U.S. Marines Killed in Air Crash in Australia

Three U.S. Marine Corps troops died Sunday after a military aircraft crashed near Darwin, Australia, during a routine training exercise. Five others have been transported to the Royal Darwin Hospital in serious condition.

The aircraft, an MV-22B Osprey that was transporting troops, crashed on Melville Island about 9:30 a.m. local time with 23 personnel on board, according to a statement from the Marine Rotational Force. That force has deployed to Australia every year since 2011 and now consists of 2,500 Marines.

The Marines were taking part in Exercise Predators Run, according to the statement, a joint military exercise also involving soldiers from the Philippines, Indonesia and East Timor.

Recovery efforts are continuing, and an investigation into the cause of the crash is underway, the statement said.

The Osprey is an especially complex aircraft with a troubled history. With two rotor blades above extended wings, it takes off like a helicopter and can fly like a fixed-wing aircraft — which means that pilots need expertise in both.

It has been used by the Marine Corps since the early 1990s, but in 2000, the fleet of Ospreys was grounded after two crashes, including one at night over North Carolina that killed all four Marines on board.

Last year, nine Marines were killed in two separate crashes. One Osprey aircraft crashed in June during a training mission near Glamis, Calif., killing five. Another crashed in a valley in Beiarn, Norway, killing all four on board.

Prof. Peter Dean, the director of foreign policy and defense at the United States Studies Center at the University of Sydney, said the Ospreys had become less problematic over time, and some studies suggest they are no riskier than other combat aircraft, but the crash on Sunday would once again raise doubts about their safety.

“It’s such a unique design,” Professor Dean said. “The first thing everyone will do is ask questions about the platform itself; and then the next question is, what were the flying conditions like? Is there anything out of the ordinary?”

Prime Minister Anthony Albanese said that the crash was “tragic,” and that the Australian authorities were focused on “making sure that every support and assistance is given at this difficult time.”

It is the second fatal accident involving aircraft and joint training between the United States and Australia this year. In July, an Australian Army MRH-90 Taipan helicopter crashed into waters near the Whitsunday Islands, more than 1,000 miles east of Sunday’s Osprey accident, killing four Australian defense personnel.

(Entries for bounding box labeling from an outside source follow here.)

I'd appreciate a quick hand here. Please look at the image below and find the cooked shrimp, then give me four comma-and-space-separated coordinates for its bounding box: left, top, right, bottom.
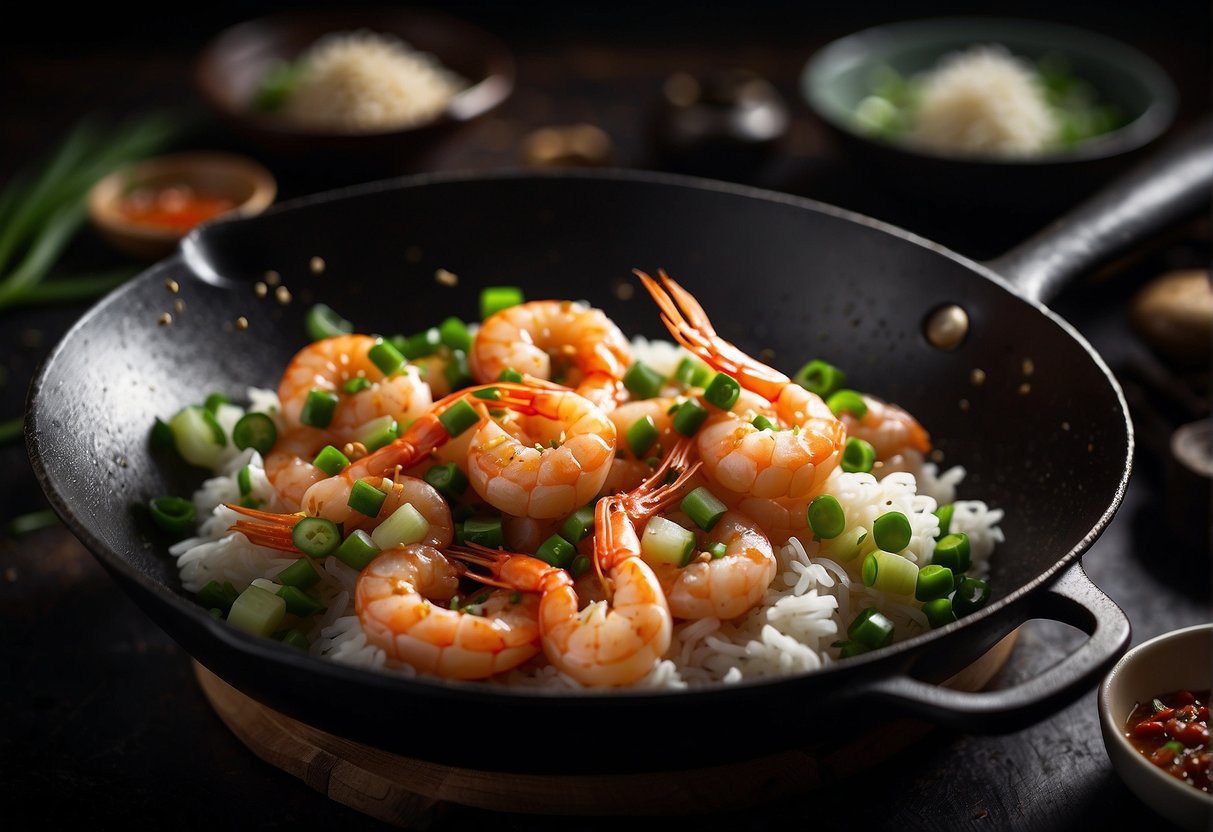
653, 511, 776, 621
841, 393, 930, 475
468, 301, 632, 408
637, 270, 847, 509
278, 335, 433, 440
354, 543, 540, 679
467, 384, 616, 519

That exercise, Talisman Sabre, was much larger and involved Australia, the United States and several other countries. But in both cases, the aircraft went down during the kinds of joint exercises that have become more common, more intense and more complicated in recent years as the United States has stepped up its military tempo in the Indo-Pacific in an effort to deter Chinese aggression in the region.

U.S. troops have rotated through Darwin since World War II. Since the Marine Rotational Force was established as an annual feature of the U.S.-Australia alliance 12 years ago, the force has expanded from an initial 200 Marines to more than 10 times that. They are scheduled to stay in Darwin for seven months, through October.